Detection and characterization of attenuated multimode waveguiding in ${\mathrm{SiO}}_2$ slabs using photoemission electron microscopy

Multimode waveguiding in the visible and near-ultraviolet spectral regime is observed and characterized in thermally grown ${\mathrm{SiO}}_2$ layers on silicon using photoemission electron microscopy (PEEM). Comparison with finite-element-method simulations allows identifying order and character of the attenuated modes. Real-time investigations on mode propagation support these findings and give additional evidence for the existence of radiative modes. Finally, the presented experimental results illustrate how a defined deposition of gold nanoparticles can substantially enhance the sensitivity of the PEEM technique to electromagnetic field modes supported by thin dielectric and insulating layers.

Figure 1

(a) Schematic of the sample geometry; relevant dimensions are indicated. (b) SEM image of a sample showing the intersection of four segments; individual gold nanoparticles appear as bright spots. (c) TPEEM image of four segments recorded at illumination with the Hg discharge lamp ($h\nu =4.9\mathrm{eV}$). (d) TPEEM image of four segments recorded at illumination with the fourth harmonic laser light ($h\nu =5.9\mathrm{eV}$, laser incident from the left); dashed lines indicate the borders of the individual segments, which were determined by comparison with TPEEM data recorded with the Hg discharge lamp.

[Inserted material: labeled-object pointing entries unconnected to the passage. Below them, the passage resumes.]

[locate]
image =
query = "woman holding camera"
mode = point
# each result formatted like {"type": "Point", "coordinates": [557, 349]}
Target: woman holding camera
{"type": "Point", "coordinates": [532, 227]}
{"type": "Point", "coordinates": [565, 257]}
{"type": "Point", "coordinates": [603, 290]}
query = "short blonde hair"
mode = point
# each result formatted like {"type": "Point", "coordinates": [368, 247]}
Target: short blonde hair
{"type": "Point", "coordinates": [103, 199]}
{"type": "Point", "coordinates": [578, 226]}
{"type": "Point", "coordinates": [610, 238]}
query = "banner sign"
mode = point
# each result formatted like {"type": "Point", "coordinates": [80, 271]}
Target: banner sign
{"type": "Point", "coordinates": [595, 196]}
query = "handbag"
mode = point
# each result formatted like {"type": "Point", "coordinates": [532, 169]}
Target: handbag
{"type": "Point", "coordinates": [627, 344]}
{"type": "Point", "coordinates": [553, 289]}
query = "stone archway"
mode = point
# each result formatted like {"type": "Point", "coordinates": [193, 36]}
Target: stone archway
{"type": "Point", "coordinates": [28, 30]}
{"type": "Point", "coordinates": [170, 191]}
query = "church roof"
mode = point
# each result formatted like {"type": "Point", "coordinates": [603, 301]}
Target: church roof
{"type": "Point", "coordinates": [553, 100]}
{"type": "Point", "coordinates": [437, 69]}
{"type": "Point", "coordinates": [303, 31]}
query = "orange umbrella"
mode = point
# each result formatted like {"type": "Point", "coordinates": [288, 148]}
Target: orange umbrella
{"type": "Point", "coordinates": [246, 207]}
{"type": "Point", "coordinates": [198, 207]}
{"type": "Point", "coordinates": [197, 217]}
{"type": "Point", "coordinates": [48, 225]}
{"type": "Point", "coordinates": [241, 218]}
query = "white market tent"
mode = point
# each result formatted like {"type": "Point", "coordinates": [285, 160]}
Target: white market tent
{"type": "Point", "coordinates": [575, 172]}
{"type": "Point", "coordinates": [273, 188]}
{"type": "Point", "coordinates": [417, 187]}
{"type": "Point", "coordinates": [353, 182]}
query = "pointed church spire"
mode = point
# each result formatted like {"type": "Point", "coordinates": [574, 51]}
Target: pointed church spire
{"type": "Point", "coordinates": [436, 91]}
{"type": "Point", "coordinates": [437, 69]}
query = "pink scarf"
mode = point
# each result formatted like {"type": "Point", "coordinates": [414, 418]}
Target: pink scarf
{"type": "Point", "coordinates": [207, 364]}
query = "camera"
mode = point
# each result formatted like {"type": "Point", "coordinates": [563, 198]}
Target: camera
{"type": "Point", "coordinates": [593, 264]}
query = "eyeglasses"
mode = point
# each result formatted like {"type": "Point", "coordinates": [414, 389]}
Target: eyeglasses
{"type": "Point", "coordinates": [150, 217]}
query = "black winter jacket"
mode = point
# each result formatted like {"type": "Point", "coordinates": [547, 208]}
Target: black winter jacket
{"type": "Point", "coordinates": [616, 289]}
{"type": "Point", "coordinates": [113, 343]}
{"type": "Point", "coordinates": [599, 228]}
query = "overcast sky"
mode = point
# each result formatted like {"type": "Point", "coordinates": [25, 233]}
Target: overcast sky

Note the different scale bars in (b) and (c) and (d), respectively.

Figure 2

(a) PE intensity profile across segment A in Fig. 1; (b) FFT spectra of the PE intensity profiles across the different segments labeled A–D in Fig. 1; the black symbols are FEM results for effective indices of the slab waveguide modes. “Diff” denotes the diffracted, quasicylindrical mode, whereas “TMX” indicates the transverse magnetic waveguide mode of order X.

Figure 3

(a) 2PPEEM image of the sample illuminated with 400-nm laser light; the sample is illuminated with the laser light incident from the left. (b) FFT spectra of 2PPE intensity profiles across the four segments in Fig. 2 for different excitation wavelengths; black and colored triangles mark effective mode indices obtained from the FEM simulations. $n_{\mathrm{eff}}=1$ (black triangles) indicates the incident laser mode which is diffracted at the coupling edge (quasicylindrical mode). Red, green, blue, and purple triangles mark the position of the TM8, TM7, TM6, and TM5 waveguide modes supported by the ${\mathrm{SiO}}_2$ slab, respectively.

Figure 4

(a) Mode dispersion diagram compiled from the results of the FEM calculations; the solid black and gray lines represent the light line in vacuum and ${\mathrm{SiO}}_2$, respectively. Colored dashed lines represent TM waveguide modes. (b) Calculated magnetic field amplitude of the TM7 mode for excitation with 400-nm light and a slab thickness of 1.5 $\mu m$.

Figure 5

(a) ITR-2PPEEM intensity profiles of segment D at different time delays recorded within one optical cycle of the excitation laser; the time delays correspond to incremental phase delays of $\approx \pi /2$; blue arrows mark the position of interference maxima, starting positions of the maxima are marked with gray lines; (b) delay-distance diagram of segment D generated from the ITR-2PPEEM scan; the red arrow marks the slope of the interference maxima associated with the phase propagation of the TM7 mode. Green arrows mark beating nodes arising from the superposition of the TM7 mode and propagating lower-order modes.

Figure 6

(a) ITR-2PPEEM intensity profiles of segment A at time delays within one optical cycle of the excitation laser pulse; blue and red arrows mark the position of interference maxima, gray lines additionally mark the interference maxima in the first panel. (b) Delay-distance diagram of segment A generated from the ITR-2PPEEM scan; the inset shows a closeup of the region marked by the white box. The red line in the inset marks the negative slope $\frac{d\tau }{dx}$ of the interference maxima associated with a radiative mode of the ${\mathrm{SiO}}_2$ slab. Blue lines mark for comparison the positive slope $\frac{d\tau }{dx}$ of interference maxima associated with the dominating nonradiative mode.

Figure 7

(a) 2PPEEM image of a sample which was not covered with gold nanoparticles (NP); the image was recorded with 400-nm laser light. (b) FFT power spectral density of the 2PPE intensity profile of segments A and B in (a) in comparison to corresponding data from a nanoparticle covered surface and the results of the FEM simulations.